Si les gouvernements européens disposent d’armes pour lutter contre l’inflation à plusieurs niveaux – réductions d’impôt, plafonnement des prix, contrôles plus stricts –, le secteur de l’alimentation leur donne du fil à retordre.
L’actualité : bien que l’inflation globale montre des signes de ralentissements encourageants en Europe, à quelques exceptions près, les prix élevés des denrées alimentaires restent tenaces.
- L’alimentation représente une partie des dépenses toujours plus importantes des ménages, alors que les prix des produits alimentaires ont en moyenne grimpé de 19,5 % au sein de l’Union européenne, a calculé Bloomberg sur base des chiffres de la Commission européenne.
- La Hongrie est le pays qui accuse l’inflation alimentaire la plus importante, avec une hausse de 47 %. Chypre est celui qui souffre le moins à ce niveau, avec une inflation alimentaire de 9,1 %.
- En Belgique, elle est de 19,9 % (17,02%, selon Statbel) et en France de 16,1 %.
Le détail : les prix des denrées alimentaires augmentent à un rythme jamais vu dans l’histoire de l’après-guerre, a assuré Maartje Wijffelaars, économiste en chef du groupe Rabobank, rapporte Bloomberg.
- Une situation qui a déjà poussé certains gouvernements à agir, notamment le Portugal en supprimant les taxes sur les produits essentiels ou la France en poussant les supermarchés à réduire leurs marges.

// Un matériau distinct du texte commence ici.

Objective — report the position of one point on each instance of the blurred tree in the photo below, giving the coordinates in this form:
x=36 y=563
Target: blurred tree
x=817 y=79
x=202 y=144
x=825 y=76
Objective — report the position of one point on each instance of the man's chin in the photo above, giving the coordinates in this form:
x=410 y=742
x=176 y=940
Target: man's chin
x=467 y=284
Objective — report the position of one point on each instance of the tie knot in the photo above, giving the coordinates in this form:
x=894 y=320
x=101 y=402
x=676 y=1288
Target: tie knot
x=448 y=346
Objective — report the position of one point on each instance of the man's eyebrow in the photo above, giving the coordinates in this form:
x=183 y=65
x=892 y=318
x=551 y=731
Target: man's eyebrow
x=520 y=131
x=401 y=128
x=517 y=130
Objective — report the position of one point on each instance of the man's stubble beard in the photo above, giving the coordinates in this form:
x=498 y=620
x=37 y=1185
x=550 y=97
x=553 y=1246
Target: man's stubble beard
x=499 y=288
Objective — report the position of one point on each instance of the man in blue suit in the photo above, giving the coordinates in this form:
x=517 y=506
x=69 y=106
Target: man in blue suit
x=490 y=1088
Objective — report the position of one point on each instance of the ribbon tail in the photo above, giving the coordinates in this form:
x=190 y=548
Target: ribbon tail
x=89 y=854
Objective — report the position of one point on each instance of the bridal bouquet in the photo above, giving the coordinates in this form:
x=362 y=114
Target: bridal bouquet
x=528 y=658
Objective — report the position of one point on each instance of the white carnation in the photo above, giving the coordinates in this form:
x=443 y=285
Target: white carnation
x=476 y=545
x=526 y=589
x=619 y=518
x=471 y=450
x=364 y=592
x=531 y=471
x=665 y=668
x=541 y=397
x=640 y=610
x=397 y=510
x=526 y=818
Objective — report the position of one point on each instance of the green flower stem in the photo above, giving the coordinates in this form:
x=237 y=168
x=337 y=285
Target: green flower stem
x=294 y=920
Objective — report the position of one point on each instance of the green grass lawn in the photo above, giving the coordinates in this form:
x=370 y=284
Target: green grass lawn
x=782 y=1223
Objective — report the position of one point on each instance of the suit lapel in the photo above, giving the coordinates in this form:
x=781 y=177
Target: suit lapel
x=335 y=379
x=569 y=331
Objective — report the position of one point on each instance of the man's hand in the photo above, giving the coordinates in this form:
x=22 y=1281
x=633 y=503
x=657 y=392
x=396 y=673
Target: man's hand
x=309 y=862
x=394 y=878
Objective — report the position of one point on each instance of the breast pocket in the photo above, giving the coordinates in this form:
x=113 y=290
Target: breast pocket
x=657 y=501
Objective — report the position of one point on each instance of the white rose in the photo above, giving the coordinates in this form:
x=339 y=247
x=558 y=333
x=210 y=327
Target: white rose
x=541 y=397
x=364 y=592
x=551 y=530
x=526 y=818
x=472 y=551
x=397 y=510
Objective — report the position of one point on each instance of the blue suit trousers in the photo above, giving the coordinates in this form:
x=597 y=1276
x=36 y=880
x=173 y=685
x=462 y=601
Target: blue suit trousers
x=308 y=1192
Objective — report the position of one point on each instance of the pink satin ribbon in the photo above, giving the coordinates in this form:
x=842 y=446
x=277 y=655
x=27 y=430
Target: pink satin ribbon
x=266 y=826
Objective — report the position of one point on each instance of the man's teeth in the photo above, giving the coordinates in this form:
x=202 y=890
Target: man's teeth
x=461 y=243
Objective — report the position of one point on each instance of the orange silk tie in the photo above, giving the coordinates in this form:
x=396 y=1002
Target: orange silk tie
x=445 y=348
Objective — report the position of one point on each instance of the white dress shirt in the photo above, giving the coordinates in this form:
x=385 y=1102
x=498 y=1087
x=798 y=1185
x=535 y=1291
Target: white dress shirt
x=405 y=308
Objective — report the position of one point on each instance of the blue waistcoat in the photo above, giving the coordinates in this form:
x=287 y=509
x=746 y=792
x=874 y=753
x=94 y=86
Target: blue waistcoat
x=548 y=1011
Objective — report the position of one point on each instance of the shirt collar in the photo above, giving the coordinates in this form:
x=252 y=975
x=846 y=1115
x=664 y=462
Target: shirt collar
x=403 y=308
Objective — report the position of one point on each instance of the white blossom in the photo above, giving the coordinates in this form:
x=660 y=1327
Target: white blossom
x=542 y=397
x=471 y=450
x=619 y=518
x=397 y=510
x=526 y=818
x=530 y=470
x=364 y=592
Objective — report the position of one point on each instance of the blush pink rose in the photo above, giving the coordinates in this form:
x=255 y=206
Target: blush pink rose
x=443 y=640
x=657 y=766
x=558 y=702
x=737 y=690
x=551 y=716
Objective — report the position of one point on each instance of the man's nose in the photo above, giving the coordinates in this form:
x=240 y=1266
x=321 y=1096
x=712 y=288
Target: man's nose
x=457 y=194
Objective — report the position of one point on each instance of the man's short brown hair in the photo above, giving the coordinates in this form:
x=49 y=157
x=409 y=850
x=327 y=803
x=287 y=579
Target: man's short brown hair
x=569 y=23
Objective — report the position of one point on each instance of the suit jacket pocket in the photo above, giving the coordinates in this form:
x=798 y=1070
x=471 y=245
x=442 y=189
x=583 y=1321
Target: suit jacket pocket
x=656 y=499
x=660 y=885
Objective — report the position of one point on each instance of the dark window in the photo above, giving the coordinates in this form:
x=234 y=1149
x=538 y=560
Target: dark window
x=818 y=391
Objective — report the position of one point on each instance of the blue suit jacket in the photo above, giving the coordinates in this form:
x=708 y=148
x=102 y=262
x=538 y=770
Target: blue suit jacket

- Et ils pourraient être amenés à intensifier leurs mesures si la situation venait à empirer, alors que les populations grognent déjà leur mécontentement.
« Vous ne pensez pas que cela se produire dans un endroit comme l’Europe, mais avec des prix alimentaires allant de 15 à 20 %, voire plus pour certains produits alimentaires, les gouvernements deviennent de plus en plus nerveux. »
Angel Talavera, responsable de l’économie européenne à Oxford Economics.
Des facteurs multiples
Contrairement au marché de l’énergie, celui de l’alimentation est moins réglementé. Mais ce n’est pas le seul facteur qui explique cette inflation particulièrement forte des prix des denrées alimentaires.
- En amont de l’inflation, le secteur avait déjà rencontré des difficultés, avec notamment des sécheresses, des perturbations dans les flux commerciaux, ainsi que la hausse des prix des engrais – deux facteurs liés à la guerre en Ukraine –, mais aussi des maladies telles que la grippe aviaire.
- La hausse des coûts de l’énergie et de la main-d’œuvre a également joué dans la balance.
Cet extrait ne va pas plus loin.